Started adding source code “instructions” to the coins::Instruction set, and also started implementing translation between my representation structs and the coins byteco. Now I kind of want to wrap some of this work into ByteCo functions, to make it easier to translate between things.
The further I get into defining the internal representation with byteco, the more I wonder if I need any of the other parts. At this point I’ve been heavily refactoring for a while, and a lot of this feels redundant. I really don’t want to spend too much time on this because eventually I’d really like to write the compiler in co itself, so too much time here means that throws out more time later. But the reason I came over here to write is that the SourceToken now feels kind of bare, compared to the information available in byteco, like imports and the beginning/end of macros and routines. I think this will actually come in handy when we use this for persisting source code, though for now we can also use it for constructing macros and routines from the database.
I have all these haphazard blocks of internal representation, but that seems like it’s really bogging me down now. Really, there are two types of representation: a source module, and a library symbol. A source module is something that can be edited easily and has the full “programmer context” like human readable names and open/close semantics, while the library symbols have specific formats. The source module should use instructions that capture the entire set of co language semantics. A routine symbol is a block of machine instructions in addition to the `hash routine call` and `hash routine address` instructions. A macro symbol should start with a parameter count followed by any valid source tokens but should not use any source tokens that use names. The routine symbols should be completely “deterministic” and should have no “fluff” to throw off the hashes. What about macros though? It would be nice to have more info available for the macros, but you’d lose the “determinism”… this might be okay though because the duplication burden ends up being on developers, not end users? It might honestly be more correct too, since a macro is supposed to capture source symbols, not just machine instructions. So yeah, I think macro should use all source tokens, and also start with the actual parameter names not just a count.
What if instead of all the representation that I’ve already built out, I go from TextTokens directly into ByteCo? The source module would just directly be ByteCo, and we could run a validator on the document that makes sure the different contexts of source code are all semantically correct?

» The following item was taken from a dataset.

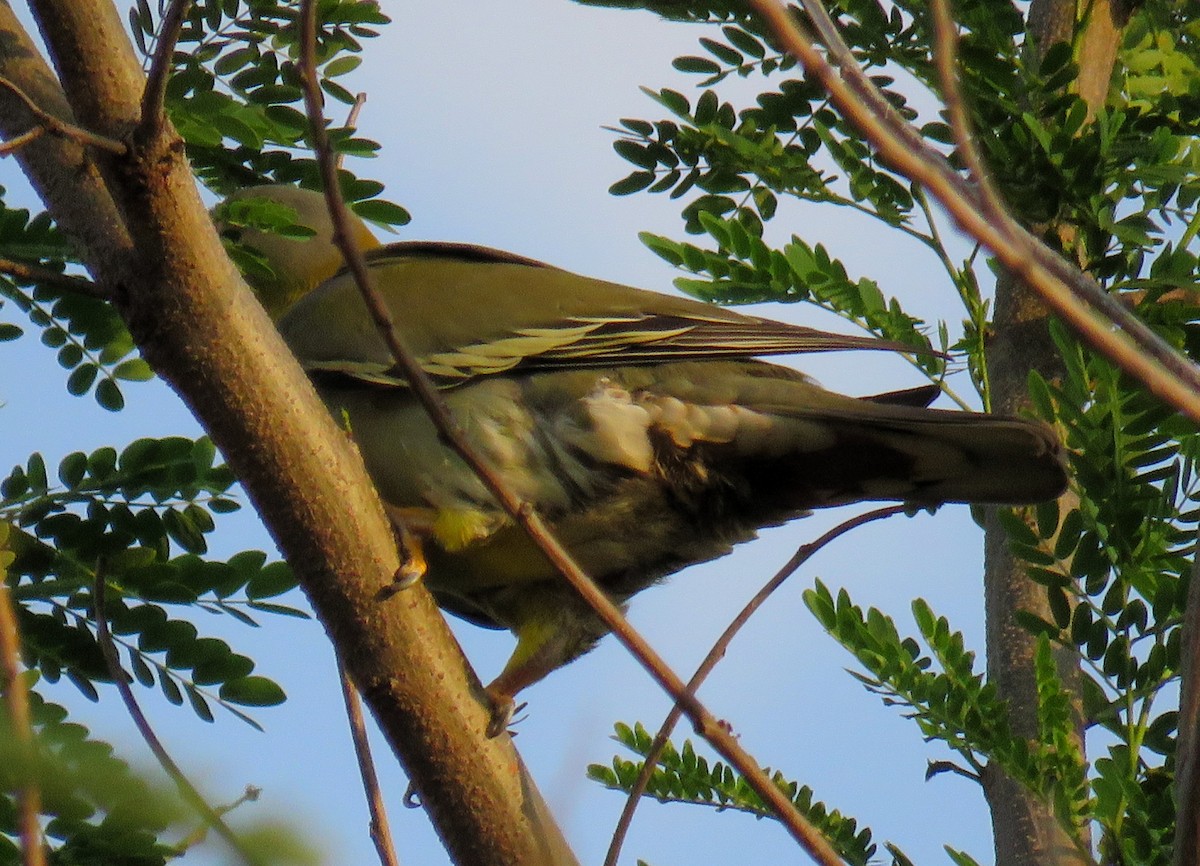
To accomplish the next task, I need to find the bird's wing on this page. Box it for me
[280,243,931,386]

Another thing I’m thinking about is that I’d like to be able to have the “source code” available for routines. This means that we’d need a way to link from a compiled routine hash back to available sources for that machine code. At the same time, any routine would be inspectable directly as assembly, but you’d lose all of the nice parts of the SourceCo subset of the ByteCo. It sucks how much my vision of this system depends on like an integrated operating system/development environment, because it feels like it would be so cool, but is so far away.